Have you heard about the new skatepark at RFK already being torn down? Yeah, us too.

Strictly a rumor, say the stadium folks.

“No, no, no,” says Teri Washington, spokesperson for DC Events, which controls the stadium and its grounds. “Not true.”

Washington was responding to an inquiry from Washington City Paper inspired by an anonymous tipster who spoke of the imminent demise of Maloof Cup Park, the 15,000-square-foot skaters haven in the stadium parking lot that was conceived as a memorial to the Maloof Money Cup skating tournament that was held at RFK over Labor Day.

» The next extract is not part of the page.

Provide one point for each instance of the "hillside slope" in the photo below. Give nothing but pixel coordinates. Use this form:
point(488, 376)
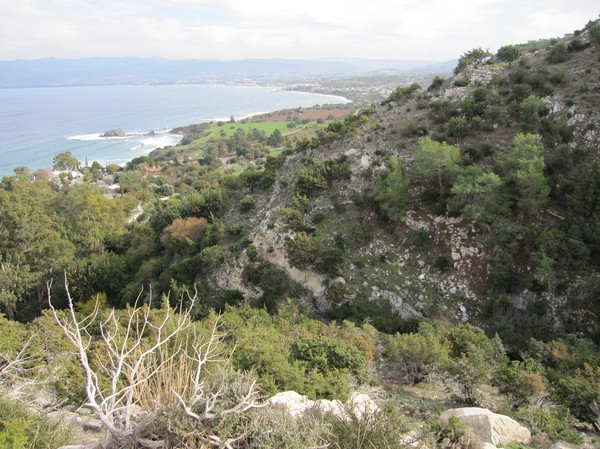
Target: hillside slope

The gimmick of the Maloof Money tour, founded by Joe and Gavin Maloof, owners of the Sacramento Kings and the Palms Casino Resort in Las Vegas, is that organizers leave huge skateparks behind in every city that hosts one of their events.

(Funny enough, while building skateparks around the country the Maloofs are begging somebody else to build their basketball team an arena in Sacramento, and threatening to move the Kings to Anaheim if the city doesn’t pony up $387 million for the new facility quick.)

Along with EventsDC, I contacted a source in the skating community who over the years has known everything about everything that happens on rubber wheels in the market, and known it before anybody else, and he tells me he hasn’t heard anything to indicate the new skatepark will disappear before skaters have even gotten to use it.

Washington says via email that “the skate park is being landscaped and then opening up to the public next month.” The official announcement of an opening date will be made “sometime soon,” she says.

If indeed the skatepark teardown tip is a hoax, we’re not the only ones chasing the goose: The stadium people say WTOP already called asking about the park’s deconstruction.